13. A fuel pressure damper comprising:

a housing defining an inlet constructed and arranged to receive fuel from a fuel rail,

a cover coupled to the housing to define an interior space,

means for dampening having a periphery fixedly secured to at least the housing or the cover and having a freely movable central portion that divides the interior space into first and second isolated chambers, the means for dampening being constructed and arranged such that the central portion can be displaced over a distance, the inlet communicating with the second chamber, and

means for biasing the means for dampening to a normal position defining a certain volume in the second chamber, the means for biasing having a variable spring rate and being disposed in the first chamber between the means for dampening and the cover,

whereby in an operating position, the central portion of the means for dampening and the means for biasing are constructed and arranged to dampen fuel pressure pulsations in the second chamber 1) of a first magnitude range by the central portion of the means for dampening alone, 2) of a second magnitude range, greater than the first magnitude range, by the central portion of the means for dampening together with the means for biasing, and 3) of a third magnitude range, greater than the second magnitude range, that causes the central portion of the means for dampening to move, causing the means for biasing to move, thereby defining a volume of the second chamber that is greater than the certain volume, without bypassing from the second chamber any of the fuel that enters the second chamber.
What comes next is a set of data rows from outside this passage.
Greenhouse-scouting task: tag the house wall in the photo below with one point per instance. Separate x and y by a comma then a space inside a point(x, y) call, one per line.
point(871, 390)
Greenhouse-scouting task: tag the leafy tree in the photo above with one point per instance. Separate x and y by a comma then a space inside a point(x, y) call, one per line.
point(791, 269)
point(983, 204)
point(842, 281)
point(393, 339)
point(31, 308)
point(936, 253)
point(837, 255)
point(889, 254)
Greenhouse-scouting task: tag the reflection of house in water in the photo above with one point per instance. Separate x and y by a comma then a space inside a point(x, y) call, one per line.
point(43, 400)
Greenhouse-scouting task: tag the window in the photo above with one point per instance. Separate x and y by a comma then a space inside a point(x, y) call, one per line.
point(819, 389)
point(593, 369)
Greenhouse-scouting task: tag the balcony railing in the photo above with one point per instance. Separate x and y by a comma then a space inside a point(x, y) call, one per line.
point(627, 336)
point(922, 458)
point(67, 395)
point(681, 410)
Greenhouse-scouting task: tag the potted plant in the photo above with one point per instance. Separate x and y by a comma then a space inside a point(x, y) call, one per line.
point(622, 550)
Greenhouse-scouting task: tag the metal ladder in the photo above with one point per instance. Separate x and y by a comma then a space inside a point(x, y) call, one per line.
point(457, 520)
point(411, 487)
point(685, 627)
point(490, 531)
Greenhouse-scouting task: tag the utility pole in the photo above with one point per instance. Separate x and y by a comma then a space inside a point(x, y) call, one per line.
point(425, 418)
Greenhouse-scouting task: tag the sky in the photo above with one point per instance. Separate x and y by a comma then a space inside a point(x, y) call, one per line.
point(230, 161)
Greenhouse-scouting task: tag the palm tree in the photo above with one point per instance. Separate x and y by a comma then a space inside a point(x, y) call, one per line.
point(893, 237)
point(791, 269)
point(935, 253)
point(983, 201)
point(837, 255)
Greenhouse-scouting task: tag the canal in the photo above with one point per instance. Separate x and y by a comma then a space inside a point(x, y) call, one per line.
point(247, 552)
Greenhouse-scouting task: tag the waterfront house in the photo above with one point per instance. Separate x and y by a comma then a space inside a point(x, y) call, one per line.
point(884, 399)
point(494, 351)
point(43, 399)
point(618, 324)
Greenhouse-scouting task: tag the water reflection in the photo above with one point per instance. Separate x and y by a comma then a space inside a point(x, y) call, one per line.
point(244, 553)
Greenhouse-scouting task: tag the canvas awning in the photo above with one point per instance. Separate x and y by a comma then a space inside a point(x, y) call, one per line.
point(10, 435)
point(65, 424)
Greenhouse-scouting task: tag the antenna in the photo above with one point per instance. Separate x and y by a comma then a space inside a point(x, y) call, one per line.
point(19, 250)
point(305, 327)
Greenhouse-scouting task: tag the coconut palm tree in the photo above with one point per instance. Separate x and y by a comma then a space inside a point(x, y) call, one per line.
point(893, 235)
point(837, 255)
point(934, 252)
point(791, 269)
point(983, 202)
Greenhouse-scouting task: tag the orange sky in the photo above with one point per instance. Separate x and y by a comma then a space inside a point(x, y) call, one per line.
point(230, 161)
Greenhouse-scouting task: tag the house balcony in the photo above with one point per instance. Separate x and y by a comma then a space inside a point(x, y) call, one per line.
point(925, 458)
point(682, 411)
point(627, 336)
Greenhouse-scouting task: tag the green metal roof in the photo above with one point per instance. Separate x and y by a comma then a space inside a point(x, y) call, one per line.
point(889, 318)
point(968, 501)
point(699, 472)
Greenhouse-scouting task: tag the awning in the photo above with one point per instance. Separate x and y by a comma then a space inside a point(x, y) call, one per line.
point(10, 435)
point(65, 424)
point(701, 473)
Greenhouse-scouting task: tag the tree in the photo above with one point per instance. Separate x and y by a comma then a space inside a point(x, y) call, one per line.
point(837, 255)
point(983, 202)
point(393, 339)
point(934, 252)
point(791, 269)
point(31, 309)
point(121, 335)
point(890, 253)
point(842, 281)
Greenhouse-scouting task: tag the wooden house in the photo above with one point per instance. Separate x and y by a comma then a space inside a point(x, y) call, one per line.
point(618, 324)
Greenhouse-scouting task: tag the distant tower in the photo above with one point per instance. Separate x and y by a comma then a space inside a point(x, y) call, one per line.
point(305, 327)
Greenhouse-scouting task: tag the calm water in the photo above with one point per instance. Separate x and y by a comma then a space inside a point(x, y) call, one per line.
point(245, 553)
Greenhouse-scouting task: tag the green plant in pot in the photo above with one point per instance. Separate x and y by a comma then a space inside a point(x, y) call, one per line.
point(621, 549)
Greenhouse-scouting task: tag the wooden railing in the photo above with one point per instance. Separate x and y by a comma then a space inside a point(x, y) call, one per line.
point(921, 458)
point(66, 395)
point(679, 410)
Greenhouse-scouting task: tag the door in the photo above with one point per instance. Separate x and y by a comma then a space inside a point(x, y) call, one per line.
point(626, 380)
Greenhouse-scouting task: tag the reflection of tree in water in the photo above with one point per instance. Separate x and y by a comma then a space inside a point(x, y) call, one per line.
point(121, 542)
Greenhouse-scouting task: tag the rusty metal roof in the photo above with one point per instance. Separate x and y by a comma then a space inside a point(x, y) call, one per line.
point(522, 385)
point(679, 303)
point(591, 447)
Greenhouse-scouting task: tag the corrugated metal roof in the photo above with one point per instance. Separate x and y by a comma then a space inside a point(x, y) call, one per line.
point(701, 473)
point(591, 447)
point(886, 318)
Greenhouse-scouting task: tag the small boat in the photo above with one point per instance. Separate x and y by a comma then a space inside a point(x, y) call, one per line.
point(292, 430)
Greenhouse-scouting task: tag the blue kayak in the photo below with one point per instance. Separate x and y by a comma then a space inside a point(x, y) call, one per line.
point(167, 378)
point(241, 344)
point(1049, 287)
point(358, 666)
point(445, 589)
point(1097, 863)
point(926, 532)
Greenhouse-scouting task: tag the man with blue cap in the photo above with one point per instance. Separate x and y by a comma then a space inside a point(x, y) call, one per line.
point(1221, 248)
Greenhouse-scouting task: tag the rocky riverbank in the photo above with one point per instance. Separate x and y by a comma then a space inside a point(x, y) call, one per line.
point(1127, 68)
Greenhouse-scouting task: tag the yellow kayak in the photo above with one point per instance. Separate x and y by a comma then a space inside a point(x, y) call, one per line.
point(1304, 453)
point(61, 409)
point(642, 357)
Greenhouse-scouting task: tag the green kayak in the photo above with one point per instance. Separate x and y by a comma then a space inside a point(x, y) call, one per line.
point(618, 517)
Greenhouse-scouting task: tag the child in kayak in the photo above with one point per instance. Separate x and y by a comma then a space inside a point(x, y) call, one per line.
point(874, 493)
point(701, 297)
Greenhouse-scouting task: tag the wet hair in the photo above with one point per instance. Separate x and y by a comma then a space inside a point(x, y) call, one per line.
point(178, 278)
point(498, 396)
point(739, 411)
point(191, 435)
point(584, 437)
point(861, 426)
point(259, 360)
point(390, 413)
14. The damper of claim 13, wherein the means for dampening is a flexible diaphragm having at least one convolution therein, having no hole therein and having a constant thickness.

15. The damper of claim 13, wherein the means for biasing is a non-linear, conical helical spring having a constant pitch.

16. The damper of claim 15, further comprising a spring cup, and wherein the spring has first and second ends, the first end of the spring is engaged with a portion of the cover and the second end of the spring is received in the spring cup.

17. The damper of claim 13, wherein the cover includes an annular flange and the housing includes an annular shoulder coupled to the annular flange.

18. The damper of claim 17, wherein the periphery of the means for dampening is annular and is fixedly secured between the flange and the shoulder.

19. The damper of claim 13, further comprising a spacer in the interior space and adjacent to the inlet, the central portion of the means for dampening engaging the spacer in the normal position.

20. The damper of claim 13, wherein the inlet defines a chamber that has a volume less than the volume of the second chamber so as to restrict fuel flow entering the damper.